I also find that registered total has a significant effect on voter turnout.
df_femint <- df_test %>% group_by(intervention_status) %>%
summarize(female_turnout = sum(turnout_female)) %>%
mutate(intervention_status=fct_reorder(intervention_status,
female_turnout))
df_femint %>% ggplot(aes(intervention_status, female_turnout)) +
geom_col(fill = "black") +
ggtitle("Female Turnout for Intervention(1) and Control Groups(0)") +
ylab("Turn Out") +
xlab("Intervention Status") +
theme_light() +
geom_text(aes(label = female_turnout),
hjust = 1,
color = "skyblue") +
scale_y_continuous(labels = scales::comma_format(),
limits = c(0,800000)) + coord_flip()
This summary gives a net effect of turnout total for towns that had an intervention and those that did not.
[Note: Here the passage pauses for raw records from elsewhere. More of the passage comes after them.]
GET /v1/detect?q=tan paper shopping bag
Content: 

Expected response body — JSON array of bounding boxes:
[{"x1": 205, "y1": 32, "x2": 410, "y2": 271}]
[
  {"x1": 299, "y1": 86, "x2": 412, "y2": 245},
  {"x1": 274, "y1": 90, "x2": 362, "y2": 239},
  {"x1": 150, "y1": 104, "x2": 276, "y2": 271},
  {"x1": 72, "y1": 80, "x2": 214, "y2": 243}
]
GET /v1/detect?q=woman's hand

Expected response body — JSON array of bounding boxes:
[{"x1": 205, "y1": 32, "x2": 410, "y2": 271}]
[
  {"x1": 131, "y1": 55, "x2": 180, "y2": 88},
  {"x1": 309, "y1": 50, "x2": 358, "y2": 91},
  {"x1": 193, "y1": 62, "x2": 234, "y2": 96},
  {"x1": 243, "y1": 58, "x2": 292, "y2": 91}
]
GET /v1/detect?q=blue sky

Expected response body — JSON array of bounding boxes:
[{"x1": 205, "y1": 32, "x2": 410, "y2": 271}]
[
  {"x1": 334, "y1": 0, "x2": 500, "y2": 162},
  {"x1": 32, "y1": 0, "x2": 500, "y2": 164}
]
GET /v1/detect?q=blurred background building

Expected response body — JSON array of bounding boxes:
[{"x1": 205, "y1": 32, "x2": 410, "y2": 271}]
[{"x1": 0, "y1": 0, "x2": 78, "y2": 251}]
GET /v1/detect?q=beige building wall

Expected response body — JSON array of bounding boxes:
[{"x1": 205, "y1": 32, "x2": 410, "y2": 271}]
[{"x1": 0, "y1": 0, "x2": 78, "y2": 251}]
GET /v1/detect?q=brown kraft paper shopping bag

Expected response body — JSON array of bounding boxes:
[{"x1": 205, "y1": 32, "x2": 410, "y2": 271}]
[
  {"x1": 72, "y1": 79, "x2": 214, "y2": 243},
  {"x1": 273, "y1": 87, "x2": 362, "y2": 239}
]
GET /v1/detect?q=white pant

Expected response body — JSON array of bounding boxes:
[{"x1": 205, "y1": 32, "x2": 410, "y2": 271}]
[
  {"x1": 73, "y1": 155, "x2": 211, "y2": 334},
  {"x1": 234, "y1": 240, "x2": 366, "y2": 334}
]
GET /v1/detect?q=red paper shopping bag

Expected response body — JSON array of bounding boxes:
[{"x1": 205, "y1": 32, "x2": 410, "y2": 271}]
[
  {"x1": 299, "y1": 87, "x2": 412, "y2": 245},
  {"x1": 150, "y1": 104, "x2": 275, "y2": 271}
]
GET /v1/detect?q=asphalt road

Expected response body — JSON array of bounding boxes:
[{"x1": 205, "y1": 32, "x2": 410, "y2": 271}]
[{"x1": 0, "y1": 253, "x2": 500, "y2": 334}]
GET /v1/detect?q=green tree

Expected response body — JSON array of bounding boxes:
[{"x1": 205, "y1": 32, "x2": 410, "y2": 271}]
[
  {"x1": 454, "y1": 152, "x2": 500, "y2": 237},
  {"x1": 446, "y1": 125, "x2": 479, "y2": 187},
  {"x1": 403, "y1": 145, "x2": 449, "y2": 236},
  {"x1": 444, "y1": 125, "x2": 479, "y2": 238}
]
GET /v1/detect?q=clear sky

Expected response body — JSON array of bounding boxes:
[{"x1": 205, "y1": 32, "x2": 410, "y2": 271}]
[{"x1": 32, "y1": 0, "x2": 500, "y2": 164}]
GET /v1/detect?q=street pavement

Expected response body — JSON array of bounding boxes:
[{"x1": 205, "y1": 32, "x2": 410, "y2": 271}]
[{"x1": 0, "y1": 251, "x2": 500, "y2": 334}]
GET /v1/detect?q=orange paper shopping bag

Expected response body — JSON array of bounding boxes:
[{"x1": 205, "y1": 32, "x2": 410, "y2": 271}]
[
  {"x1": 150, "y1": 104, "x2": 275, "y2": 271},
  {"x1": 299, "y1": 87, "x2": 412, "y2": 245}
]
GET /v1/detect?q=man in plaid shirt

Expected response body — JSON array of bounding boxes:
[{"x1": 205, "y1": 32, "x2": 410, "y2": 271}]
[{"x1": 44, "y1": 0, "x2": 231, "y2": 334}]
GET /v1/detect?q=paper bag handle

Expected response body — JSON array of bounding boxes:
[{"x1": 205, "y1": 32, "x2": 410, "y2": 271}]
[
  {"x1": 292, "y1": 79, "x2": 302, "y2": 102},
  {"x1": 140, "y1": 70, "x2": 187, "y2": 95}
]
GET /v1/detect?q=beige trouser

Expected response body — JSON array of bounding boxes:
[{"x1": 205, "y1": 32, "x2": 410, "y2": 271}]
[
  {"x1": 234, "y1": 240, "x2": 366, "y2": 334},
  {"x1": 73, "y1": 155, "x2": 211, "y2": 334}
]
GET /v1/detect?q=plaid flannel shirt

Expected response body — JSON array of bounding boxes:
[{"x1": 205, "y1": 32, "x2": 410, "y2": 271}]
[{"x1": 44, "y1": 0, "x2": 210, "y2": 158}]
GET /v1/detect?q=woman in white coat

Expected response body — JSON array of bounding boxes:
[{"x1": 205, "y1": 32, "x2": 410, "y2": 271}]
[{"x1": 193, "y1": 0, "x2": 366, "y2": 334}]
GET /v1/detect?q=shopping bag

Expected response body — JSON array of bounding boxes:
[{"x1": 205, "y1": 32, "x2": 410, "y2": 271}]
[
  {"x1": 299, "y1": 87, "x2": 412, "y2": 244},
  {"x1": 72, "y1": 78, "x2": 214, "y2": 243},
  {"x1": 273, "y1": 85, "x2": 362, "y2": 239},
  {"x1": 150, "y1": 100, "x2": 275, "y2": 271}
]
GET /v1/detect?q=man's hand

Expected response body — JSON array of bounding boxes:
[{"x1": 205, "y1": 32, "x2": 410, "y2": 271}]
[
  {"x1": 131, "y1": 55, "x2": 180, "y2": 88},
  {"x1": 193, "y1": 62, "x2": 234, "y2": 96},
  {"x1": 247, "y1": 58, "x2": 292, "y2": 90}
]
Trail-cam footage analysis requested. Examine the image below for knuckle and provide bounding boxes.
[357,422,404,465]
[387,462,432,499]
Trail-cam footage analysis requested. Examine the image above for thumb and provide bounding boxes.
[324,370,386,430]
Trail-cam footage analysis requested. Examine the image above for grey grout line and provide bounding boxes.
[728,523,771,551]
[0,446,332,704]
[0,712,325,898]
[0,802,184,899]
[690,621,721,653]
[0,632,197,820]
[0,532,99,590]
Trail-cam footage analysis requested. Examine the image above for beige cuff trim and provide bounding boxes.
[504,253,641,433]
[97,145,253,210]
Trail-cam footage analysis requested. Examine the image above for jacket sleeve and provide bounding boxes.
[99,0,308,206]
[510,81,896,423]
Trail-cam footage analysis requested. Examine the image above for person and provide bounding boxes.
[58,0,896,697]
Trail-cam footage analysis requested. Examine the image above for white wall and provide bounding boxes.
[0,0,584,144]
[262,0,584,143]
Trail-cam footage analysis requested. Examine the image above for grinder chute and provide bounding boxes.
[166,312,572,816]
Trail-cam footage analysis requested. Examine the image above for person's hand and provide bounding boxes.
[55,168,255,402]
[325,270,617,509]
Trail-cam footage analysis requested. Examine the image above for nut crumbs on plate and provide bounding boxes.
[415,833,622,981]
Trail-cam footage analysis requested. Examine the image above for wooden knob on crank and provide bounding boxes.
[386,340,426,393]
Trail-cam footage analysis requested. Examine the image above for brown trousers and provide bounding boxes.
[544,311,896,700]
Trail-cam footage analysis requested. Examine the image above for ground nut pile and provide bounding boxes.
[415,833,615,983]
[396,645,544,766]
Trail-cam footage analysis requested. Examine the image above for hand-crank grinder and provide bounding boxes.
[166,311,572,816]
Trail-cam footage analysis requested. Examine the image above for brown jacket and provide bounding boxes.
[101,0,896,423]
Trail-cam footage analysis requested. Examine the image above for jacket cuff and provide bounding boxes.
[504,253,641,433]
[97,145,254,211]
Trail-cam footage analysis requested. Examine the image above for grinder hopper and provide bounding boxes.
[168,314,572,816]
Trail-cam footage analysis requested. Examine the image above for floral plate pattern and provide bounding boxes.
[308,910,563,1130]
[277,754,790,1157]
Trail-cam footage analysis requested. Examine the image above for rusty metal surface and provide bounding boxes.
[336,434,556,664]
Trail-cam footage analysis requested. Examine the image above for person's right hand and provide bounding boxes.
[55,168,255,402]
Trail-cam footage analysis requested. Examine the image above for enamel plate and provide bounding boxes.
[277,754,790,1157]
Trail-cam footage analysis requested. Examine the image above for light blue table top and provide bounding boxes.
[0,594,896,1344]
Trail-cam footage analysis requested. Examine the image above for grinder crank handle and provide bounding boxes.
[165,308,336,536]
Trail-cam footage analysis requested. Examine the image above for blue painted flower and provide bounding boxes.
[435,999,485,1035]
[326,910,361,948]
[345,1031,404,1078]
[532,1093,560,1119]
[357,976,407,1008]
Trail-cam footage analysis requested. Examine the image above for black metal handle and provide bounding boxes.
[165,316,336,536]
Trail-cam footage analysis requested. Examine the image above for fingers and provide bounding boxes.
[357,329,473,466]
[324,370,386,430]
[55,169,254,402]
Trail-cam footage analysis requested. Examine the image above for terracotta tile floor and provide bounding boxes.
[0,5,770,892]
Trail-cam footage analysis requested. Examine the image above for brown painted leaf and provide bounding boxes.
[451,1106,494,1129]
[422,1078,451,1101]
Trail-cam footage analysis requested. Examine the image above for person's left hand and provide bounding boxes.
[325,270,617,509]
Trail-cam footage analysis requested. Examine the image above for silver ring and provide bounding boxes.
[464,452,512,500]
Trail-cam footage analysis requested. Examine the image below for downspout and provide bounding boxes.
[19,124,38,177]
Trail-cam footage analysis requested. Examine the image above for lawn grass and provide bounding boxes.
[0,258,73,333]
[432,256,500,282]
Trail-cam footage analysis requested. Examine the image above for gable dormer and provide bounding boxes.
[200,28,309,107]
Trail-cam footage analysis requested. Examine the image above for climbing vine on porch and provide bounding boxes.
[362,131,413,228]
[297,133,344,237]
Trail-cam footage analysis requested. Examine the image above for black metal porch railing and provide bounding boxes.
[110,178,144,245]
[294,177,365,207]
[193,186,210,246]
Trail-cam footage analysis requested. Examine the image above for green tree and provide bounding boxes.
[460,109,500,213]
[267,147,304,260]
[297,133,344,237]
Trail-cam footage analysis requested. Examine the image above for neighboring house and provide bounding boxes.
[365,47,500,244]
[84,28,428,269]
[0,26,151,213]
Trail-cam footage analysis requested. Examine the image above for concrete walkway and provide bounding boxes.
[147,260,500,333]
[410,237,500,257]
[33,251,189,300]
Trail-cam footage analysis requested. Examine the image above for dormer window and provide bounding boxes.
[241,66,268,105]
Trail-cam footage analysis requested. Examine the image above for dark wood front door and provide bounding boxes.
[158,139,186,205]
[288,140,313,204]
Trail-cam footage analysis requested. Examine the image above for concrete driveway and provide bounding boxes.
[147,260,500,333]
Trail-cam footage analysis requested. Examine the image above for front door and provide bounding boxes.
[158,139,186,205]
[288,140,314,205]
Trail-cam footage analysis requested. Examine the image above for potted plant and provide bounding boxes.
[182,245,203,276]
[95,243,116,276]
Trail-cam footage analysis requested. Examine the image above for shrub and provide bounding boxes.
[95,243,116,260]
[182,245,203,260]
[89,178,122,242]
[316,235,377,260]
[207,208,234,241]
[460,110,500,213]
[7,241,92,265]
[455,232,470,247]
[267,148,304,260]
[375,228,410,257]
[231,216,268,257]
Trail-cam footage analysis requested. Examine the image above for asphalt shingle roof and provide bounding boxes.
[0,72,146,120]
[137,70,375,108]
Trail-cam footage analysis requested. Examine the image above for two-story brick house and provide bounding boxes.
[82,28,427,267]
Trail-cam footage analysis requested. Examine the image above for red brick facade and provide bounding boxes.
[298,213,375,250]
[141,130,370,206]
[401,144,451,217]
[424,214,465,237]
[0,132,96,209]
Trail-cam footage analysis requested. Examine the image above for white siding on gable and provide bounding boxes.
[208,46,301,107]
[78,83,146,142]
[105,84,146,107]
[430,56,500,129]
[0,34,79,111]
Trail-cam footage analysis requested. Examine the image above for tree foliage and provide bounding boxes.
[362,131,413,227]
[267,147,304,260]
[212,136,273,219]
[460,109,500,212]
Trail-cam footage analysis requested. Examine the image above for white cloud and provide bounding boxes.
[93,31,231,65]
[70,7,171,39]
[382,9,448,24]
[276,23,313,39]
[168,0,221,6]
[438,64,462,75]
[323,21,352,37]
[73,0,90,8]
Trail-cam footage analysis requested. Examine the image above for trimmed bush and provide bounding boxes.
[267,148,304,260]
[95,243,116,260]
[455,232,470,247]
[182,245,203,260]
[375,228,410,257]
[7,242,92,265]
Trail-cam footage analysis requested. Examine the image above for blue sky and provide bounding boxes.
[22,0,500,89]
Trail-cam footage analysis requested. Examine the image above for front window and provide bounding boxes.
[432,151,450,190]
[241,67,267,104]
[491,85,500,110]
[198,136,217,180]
fem_int_effect <- df_test %>% group_by(intervention_status,town_id) %>%
summarize(female_turnout = sum(turnout_female)) %>%
pivot_wider(names_from = "intervention_status",
values_from = "female_turnout") %>%
mutate("intervention_effect" = Intervention - No_intervention)
fem_int_effect %>% arrange(desc(intervention_effect)) %>%
kbl() %>%
kable_styling()
| town_id | No_intervention | Intervention | intervention_effect |
|---|---|---|---|
| 199 | 26514 | 30661 | 4147 |
| 190 | 24952 | 28091 | 3139 |
| 208 | 31185 | 34062 | 2877 |
| 211 | 25396 | 27852 | 2456 |
| 235 | 23584 | 25930 | 2346 |
| 173 | 22067 | 24385 | 2318 |
| 201 | 27214 | 29412 | 2198 |
| 193 | 24249 | 26414 | 2165 |
| 200 | 28160 | 29975 | 1815 |
| 213 | 28494 | 30017 | 1523 |
| 212 | 27519 | 28880 | 1361 |
| 177 | 26535 | 27810 | 1275 |
| 239 | 26921 | 28042 | 1121 |
| 197 | 28942 | 30004 | 1062 |
| 236 | 27926 | 28770 | 844 |
| 176 | 27193 | 27936 | 743 |
| 195 | 20587 | 21321 | 734 |
| 237 | 26721 | 27274 | 553 |
| 192 | 25335 | 25387 | 52 |
| 238 | 22695 | 22641 | -54 |
| 191 | 30362 | 29568 | -794 |
| 175 | 29153 | 27987 | -1166 |
| 196 | 29759 | 28175 | -1584 |
| 198 | 26363 | 24361 | -2002 |
| 171 | 25591 | 23367 | -2224 |
| 172 | 35455 | 32943 | -2512 |
| 210 | 28773 | 26108 | -2665 |
fem_int_effect %>% ggplot(aes(intervention_effect,town_id)) +
geom_col(fill = "black") +
ggtitle("Net effect in voter turnout") +
labs(subtitle = "Data for the different towns") +
theme_minimal() + ylab("Town ID") +
xlab("Intervention Effect") +
scale_x_continuous(labels = scales::comma_format())
Towns with a net negative effect indicate that intervention did not yield an increased voter turnout.
I want to know how many towns benefited from increased voter turnout due to intervention.
I classify the intervention_effect variable as positive for numbers greater than 0 and negative for numbers less than 0.
fem_int_effect$sign_effect <- dplyr::case_when(
fem_int_effect$intervention_effect < 0 ~ "Negative",
fem_int_effect$intervention_effect > 0 ~ "Positive")
fem_int_effect %>% ggplot(aes(sign_effect)) +
geom_bar(fill = "black") +
ggtitle("In how many towns do we have a positive effect after intervention?") +
labs(subtitle = "Female Turnout") +
theme_minimal() +
ylab("Town ID") +
geom_text(aes(label = ..count..),
stat = "count",
hjust = 1.5, colour = "white") +
xlab("Intervention Effect") +
scale_y_continuous(limits = c(0,20)) +
coord_flip()
There were more towns with a positive effect from intervention compared to those with a negative effect. Hence, I can go on to conclude that Intervention has a significant effect on voter turnout.